As part of the new policy announced Wednesday, the DA’s office will continue to prosecute sex traffickers. While sex work is inherently consensual, sex trafficking is not.

Vance has asked a judge to dismiss 914 open cases involving prostitution and unlicensed massage, as well as 5,080 cases involving charges for “loitering for the purposes of prostitution.” 

“By vacating warrants, dismissing cases, and erasing convictions for these charges, we are completing a paradigm shift in our approach,” Vance said in a statement. “These cases—many dating back to the 1970s and 1980s—are both a relic of a different New York, and a very real burden for the person who carries the conviction or bench warrant.”

Vance’s announcement follows other changes in New York that have also sought to reduce prositution-related charges. 
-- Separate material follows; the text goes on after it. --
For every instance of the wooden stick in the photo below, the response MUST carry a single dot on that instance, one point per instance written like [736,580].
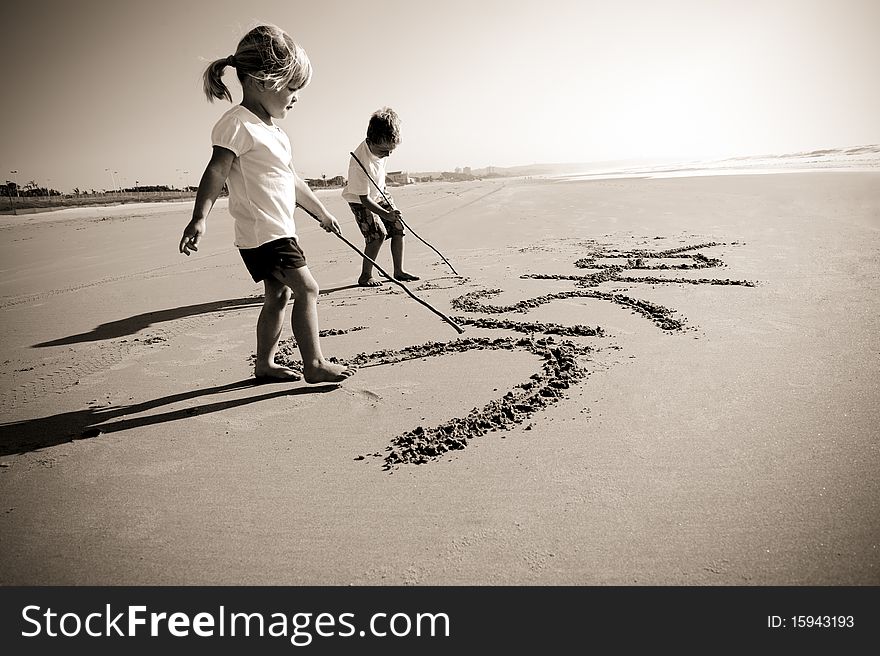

Back in March, the New York state legislature repealed the law that made loitering for the purposes of prostitution a crime. That measure was infamously known as the “walking while trans” law, because, critics said, it was used to target trans people and people of color. More than 150 people were arrested using that law in 2018, according to Gothamist. Most were women; 42 percent were Latinx and 49 percent were Black.

Vance isn’t the only district attorney in New York City that’s moving to ease up on sex work prosecutions. Over the last four months, district attorneys in the Bronx, Brooklyn, and Queens have all moved to dismiss hundreds of sex work-related prosecutions.